Cross-Modality Spatial-Temporal Transformer for Video-Based Visible-Infrared Person Re-Identification
Yujian Feng,Feng Chen,Jian Yu,Yimu Ji,Fei Wu,Tianliang Liu,Shangdong Liu,Xiao-Yuan Jing,Jiebo Luo
DOI: https://doi.org/10.1109/tmm.2024.3354575
IF: 7.3
2024-01-01
IEEE Transactions on Multimedia
Abstract:Video-based visible-infrared person re-identification (VVI-ReID) aims to match the identity of a person captured in video sequences from both visible and infrared cameras. The VVI-ReID task requires considering both the spatial relationship between body parts within each frame and the temporal change of appearance between successive frames. Existing VVI Re-ID methods employ Convolutional Neural Networks to extract local spatial features and Long Short-Term Memory to form temporal associations. However, these methods can not effectively capture the global spatial feature and the long-range temporal dependencies in ultra-long sequences.

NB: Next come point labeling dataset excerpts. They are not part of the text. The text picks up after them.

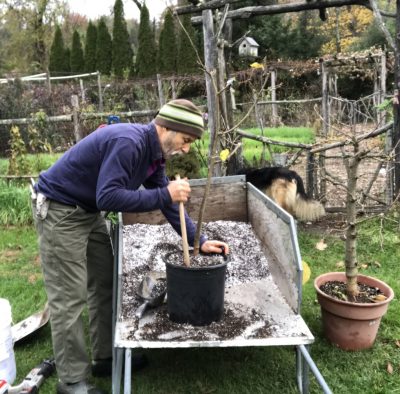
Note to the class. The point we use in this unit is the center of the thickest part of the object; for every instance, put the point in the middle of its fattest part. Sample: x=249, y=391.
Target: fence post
x=325, y=99
x=100, y=92
x=383, y=76
x=82, y=89
x=75, y=117
x=160, y=91
x=48, y=81
x=273, y=98
x=210, y=57
x=173, y=88
x=310, y=174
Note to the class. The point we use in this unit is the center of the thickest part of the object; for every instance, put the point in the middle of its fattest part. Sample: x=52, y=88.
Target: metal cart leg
x=302, y=370
x=303, y=355
x=117, y=370
x=128, y=366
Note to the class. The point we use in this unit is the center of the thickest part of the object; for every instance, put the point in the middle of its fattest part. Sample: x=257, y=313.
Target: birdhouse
x=248, y=47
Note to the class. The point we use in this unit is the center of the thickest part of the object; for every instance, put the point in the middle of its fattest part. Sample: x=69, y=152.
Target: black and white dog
x=286, y=188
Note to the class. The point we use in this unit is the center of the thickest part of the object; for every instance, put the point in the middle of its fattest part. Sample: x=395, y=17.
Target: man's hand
x=211, y=246
x=179, y=190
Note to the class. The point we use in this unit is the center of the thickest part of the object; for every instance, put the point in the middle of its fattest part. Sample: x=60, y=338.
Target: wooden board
x=227, y=201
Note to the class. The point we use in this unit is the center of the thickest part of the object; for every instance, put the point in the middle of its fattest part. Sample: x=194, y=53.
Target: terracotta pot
x=351, y=325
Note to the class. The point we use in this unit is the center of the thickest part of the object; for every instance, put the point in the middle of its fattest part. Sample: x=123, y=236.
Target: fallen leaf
x=340, y=264
x=379, y=298
x=224, y=154
x=321, y=245
x=306, y=272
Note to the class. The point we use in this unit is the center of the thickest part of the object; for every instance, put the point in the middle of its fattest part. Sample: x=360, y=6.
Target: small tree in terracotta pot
x=347, y=323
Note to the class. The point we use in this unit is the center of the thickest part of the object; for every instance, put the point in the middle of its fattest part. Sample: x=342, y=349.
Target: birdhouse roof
x=251, y=41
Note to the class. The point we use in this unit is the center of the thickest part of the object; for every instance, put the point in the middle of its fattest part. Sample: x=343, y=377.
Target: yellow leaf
x=321, y=245
x=340, y=264
x=379, y=298
x=256, y=65
x=224, y=154
x=306, y=272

In this paper, we propose a Cross-modality Spatial-temporal Transformer (CST) including a Cross-frame Tube Transformer Module (CTTM) and a Multi-frame Transformer Fusion Module (MTFM) to address these challenges. Firstly, CTTM tokenizes a video clip into multiple 3D tubes, each encapsulating local spatial-temporal information of pedestrians, and then obtains global spatial-temporal representations by establishing the relationship between tubes. Secondly, we design MTFM to exchange information between multiple frames using message tokens, thus modeling the long-range temporal dependencies of features of pedestrians. In addition, to prevent the potential representation collapse caused by triplet-based loss functions, we propose a diversity-consistency (DC) loss function to preserve the diversity and consistency of cross-modality feature representations by imposing variance, invariance, and covariance constraints in feature representations. Extensive benchmark experiments demonstrate that our approach outperforms the state-of-the-art methods with large margins.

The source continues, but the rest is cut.